How To Read A Mortgage Rate Sheet
Do you want to learn how to read a mortgage rate sheet? Getting your hands on a mortgage rate sheet can help you to negotiate with a mortgage lender, as you will be able to see the profit margin they are making on you, especially if you get a wholesale rate sheet (the ones mortgage brokers use).
- Choose the program. The main categories on the mortgage rate sheet will reflect the program, such as 30 Year Fixed, 15 Year Fixed, 3 year Adjustable Rate, etc. There can be hundreds of different programs, for our example we will focus on the plain vanilla Conforming 30 year fixed.
- Look for the par rate on the sheet. This will be the rate at which there will be no points charged to you to get that rate, and also no rebate, servicing release premium (SRP), or yield spread premium (YSP) available for either yourself or the lender. Rebate, SRP, and YSP are basically the same thing: money available in exchange for a higher rate. Usually this is enclosed in parentheses or expressed as a negative number. You might see a par rate of 5.000 @ 0.000 and a rebate price of 5.125 @ (0.250), meaning that on a $100,000 loan, there is a premium of $250 that the lender can either keep for himself of give to you to lower your cash-to-close. The opposite would be a price with discount points, meaning you must pay for a lower rate. In this case that rate might be 4.875% @ 0.250, costing you $250 in extra cash to close that loan at that rate.
- Calculate your adjusters. That par rate is just the beginning—every loan has adjustments to price based on risk. So if your loan to value is high, say 90%, there may be an extra fee of 0.500 discount points. If your credit score is really high, there may an adjustment going the other way of, say, (0.375). Assume these two are the only adjusters, adding them together will result in a total adjusted price of 5.000% rate @ 0.125 (since it’s not a negative or in parentheses, it’s a cost to you, remember that).
- Be aware of surprises.
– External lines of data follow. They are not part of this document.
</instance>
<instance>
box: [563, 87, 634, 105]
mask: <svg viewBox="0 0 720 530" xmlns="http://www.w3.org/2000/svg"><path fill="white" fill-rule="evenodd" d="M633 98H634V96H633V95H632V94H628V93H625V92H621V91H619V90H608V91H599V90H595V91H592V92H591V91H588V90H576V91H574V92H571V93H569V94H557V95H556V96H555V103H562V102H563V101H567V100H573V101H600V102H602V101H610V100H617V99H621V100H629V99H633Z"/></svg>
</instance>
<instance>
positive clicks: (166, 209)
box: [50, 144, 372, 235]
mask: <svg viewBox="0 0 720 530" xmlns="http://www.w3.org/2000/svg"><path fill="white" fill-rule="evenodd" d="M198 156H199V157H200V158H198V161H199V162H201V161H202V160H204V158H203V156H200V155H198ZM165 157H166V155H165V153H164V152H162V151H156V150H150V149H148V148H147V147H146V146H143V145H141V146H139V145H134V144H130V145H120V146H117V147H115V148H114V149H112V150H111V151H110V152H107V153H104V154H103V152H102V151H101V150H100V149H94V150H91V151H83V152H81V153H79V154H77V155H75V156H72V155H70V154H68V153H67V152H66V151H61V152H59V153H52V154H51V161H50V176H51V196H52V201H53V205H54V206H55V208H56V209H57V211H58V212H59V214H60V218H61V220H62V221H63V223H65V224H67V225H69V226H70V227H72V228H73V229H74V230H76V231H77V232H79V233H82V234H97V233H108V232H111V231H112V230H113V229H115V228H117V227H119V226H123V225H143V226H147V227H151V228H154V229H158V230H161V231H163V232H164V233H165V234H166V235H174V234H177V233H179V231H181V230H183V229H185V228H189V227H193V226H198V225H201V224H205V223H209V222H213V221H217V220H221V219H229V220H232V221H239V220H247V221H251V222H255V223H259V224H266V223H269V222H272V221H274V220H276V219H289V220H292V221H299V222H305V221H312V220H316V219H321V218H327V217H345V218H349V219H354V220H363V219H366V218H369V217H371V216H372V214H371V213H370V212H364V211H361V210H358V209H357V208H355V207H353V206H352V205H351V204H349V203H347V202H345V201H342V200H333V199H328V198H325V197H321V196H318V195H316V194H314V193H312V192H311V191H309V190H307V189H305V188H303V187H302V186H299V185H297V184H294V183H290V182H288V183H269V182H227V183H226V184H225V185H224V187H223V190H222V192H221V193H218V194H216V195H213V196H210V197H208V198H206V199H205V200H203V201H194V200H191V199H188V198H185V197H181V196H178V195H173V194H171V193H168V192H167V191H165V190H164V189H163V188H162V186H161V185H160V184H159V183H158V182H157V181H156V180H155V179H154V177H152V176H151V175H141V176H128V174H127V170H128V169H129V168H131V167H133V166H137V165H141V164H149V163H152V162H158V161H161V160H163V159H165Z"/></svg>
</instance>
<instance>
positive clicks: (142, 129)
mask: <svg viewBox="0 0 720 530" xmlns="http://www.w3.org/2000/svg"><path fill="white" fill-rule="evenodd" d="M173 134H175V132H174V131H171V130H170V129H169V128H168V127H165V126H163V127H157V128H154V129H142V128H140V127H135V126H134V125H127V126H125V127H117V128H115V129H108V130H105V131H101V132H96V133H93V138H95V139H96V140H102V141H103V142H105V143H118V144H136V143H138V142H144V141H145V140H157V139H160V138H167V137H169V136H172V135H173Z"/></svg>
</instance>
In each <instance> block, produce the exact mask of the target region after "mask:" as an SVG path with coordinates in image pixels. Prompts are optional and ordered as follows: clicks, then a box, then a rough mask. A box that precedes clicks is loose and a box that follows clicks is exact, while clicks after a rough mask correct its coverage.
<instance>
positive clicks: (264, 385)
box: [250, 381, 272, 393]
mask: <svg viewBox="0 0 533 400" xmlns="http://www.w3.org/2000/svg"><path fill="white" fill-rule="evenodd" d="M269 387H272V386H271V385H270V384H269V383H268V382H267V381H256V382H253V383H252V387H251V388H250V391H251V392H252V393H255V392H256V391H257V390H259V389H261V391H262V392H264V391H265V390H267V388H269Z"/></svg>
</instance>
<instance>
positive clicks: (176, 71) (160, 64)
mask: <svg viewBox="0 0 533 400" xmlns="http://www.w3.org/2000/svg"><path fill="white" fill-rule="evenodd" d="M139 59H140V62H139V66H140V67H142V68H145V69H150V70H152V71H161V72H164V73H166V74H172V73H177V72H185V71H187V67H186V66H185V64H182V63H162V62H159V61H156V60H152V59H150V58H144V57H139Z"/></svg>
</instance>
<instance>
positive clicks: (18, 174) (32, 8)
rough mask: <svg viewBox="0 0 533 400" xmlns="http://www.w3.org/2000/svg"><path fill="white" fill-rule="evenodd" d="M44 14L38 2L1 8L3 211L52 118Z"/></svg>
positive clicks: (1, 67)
Sometimes, there are adjusters which aren’t on the mortgage rate sheet you are looking at, but the lender or end purchaser of the mortgage tacks on, like an adjuster for certain depressed markets. So even if you think you have figured out your rate of 5.000% @ 0.125 discount points, when the loan is underwritten there may be a surprise add-on of 0.250 or more, making the loan more expensive. In our example, we are now at 5.000% @ 0.375 points after that surprise adjuster. It is impossible for any loan officer to have all the adjusters memorized, which is why you sometimes get misquoted at first. Most lenders aren’t trying to deceive you, really.
- Negotiate. If you have figured out your mortgage rate should be in that 5.000% @ 0.125 range after adding up your adjusters (and before anyone knows about the “surprise” adjuster we just mentioned in our example), and your lender quotes you a rate of 6.000% with 3.000 points, you know something is up and can ask him where he gets those calculations from. It is reasonable to expect a lender to generate about 1% in profit, so a good rate quote by a mortgage broker would be 5.000% @ 1.125% in points, giving him a profit of 1% in origination fee and paying the lender the required 0.125 in discount. If the loan amount is big enough and the broker is hungry enough you can probably get that down a bit, reducing the broker’s paycheck and saving you some money.
It pays to know how to read a mortgage rate sheet, but remember that these rates change daily, sometimes even two or three times per day. Use them as rough guidelines only.